Consider the musical. This was widely perceived as the Great American Art Form until the American public's increasingly sophisticated gaydar detected its disproportionate appeal to gay men. Of course, plenty of the great figures in the history of the musical - Richard Rodgers, Gene Kelly, Bob Fosse, Fred Astaire, P.G. Wodehouse, and the like - were straight. Yet, over over the last three decades, the musical has increasingly become a gay ghetto as no longer clueless straight guys have taken to avoiding it.
Therefore, I've long suspected that allowing gay men to get married (in what will, no doubt, often be elaborately theatrical ceremonies) will make weddings even more distasteful to straight men than they are now.

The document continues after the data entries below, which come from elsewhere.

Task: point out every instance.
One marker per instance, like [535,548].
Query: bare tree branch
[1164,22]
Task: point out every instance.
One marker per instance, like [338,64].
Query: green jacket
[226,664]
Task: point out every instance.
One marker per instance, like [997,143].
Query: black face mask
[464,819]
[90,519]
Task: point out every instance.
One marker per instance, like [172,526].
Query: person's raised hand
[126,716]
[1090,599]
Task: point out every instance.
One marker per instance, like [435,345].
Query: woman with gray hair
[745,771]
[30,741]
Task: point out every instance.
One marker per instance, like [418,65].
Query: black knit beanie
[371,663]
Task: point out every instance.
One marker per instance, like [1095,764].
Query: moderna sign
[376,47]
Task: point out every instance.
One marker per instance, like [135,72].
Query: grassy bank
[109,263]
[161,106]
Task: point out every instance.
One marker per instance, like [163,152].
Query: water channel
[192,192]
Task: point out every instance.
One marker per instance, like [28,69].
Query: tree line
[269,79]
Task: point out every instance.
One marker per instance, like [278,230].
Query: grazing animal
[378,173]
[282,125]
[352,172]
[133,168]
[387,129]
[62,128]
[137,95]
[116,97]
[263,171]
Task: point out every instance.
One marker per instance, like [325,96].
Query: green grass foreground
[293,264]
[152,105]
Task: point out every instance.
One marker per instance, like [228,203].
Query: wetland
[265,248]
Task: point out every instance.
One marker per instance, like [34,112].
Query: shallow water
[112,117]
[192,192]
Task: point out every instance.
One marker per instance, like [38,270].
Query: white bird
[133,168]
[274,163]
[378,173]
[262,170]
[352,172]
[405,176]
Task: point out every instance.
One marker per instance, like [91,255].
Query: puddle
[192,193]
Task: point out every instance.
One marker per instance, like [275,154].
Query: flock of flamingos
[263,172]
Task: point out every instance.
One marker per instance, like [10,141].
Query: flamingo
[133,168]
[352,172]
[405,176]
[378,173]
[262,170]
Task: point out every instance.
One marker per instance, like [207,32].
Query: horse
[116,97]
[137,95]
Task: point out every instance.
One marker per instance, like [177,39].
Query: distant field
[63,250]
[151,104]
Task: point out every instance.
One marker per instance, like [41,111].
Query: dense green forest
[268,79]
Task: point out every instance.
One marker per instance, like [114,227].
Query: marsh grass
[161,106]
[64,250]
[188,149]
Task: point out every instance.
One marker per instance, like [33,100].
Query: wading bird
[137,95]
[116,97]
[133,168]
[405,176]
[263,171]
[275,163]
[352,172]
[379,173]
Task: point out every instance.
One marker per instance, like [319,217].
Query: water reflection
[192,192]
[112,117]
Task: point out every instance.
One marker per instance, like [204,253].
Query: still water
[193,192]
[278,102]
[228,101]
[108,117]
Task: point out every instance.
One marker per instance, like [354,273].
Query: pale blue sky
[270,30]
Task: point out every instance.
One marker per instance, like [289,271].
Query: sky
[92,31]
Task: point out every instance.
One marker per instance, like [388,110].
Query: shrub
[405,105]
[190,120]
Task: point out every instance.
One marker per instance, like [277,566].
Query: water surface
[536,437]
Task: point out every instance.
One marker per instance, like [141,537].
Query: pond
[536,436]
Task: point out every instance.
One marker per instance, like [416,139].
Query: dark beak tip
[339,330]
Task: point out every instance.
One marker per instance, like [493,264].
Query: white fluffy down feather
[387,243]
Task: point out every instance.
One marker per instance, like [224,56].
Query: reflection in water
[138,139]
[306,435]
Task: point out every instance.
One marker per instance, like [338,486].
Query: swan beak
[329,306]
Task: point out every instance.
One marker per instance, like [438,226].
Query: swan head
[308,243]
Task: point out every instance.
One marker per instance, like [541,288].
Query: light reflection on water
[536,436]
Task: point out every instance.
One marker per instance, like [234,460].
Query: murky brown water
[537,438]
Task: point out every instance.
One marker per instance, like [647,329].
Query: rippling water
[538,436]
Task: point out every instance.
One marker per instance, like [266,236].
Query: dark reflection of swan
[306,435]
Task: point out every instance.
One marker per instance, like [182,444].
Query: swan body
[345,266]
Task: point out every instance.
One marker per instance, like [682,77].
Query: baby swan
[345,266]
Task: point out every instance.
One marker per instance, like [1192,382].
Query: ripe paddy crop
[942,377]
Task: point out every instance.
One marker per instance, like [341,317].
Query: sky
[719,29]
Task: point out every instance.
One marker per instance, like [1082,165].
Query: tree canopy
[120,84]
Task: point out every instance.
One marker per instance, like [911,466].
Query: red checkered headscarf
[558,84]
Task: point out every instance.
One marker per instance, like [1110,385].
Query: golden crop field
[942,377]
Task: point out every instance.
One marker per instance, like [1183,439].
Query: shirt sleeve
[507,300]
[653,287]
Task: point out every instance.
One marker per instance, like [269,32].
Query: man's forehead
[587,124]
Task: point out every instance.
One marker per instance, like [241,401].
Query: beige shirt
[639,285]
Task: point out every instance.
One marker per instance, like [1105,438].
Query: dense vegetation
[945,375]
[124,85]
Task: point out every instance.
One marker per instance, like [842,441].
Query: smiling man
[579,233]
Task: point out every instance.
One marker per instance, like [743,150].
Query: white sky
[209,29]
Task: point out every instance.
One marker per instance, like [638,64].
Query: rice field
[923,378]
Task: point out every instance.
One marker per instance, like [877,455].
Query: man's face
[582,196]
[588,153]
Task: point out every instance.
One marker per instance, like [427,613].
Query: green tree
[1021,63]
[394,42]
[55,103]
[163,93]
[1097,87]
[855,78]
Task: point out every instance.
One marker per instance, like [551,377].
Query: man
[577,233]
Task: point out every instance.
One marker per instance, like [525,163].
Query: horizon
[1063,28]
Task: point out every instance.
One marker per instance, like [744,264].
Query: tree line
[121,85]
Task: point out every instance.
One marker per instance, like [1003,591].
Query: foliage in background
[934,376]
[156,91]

And that would be bad for society since the character of a society is determined overwhelmingly by its straight men, especially by their attitudes towards marriage
This suggests, by the way, that the long term threat to the American Catholic Churched posed by its youth-fondling scandal is that it is exposing the extent to which homosexuals pervade the Church hierarchy, thus alienating straight men. (Even the gay-dominated New York Times - where 75% of the people sitting around the table deciding what goes on the front page are homosexual, according to its top reporter Rick Berke - has finally admitted that the scandal is driven not by pedophiles but by fairly conventional male homosexuals feeling up adolescent and teenage boys.
There are lots of countries like Italy and Mexico where the male population largely shuns the Church, in part due to the perceived effeminacy of the priesthood. The U.S. Catholic Church was spared this for a long time due to the high masculinity levels of Irish priests, but that era appears to be well over. This does not bode well for the influence of the American Catholic Church. In any society, straight men will always provide most of the leaders.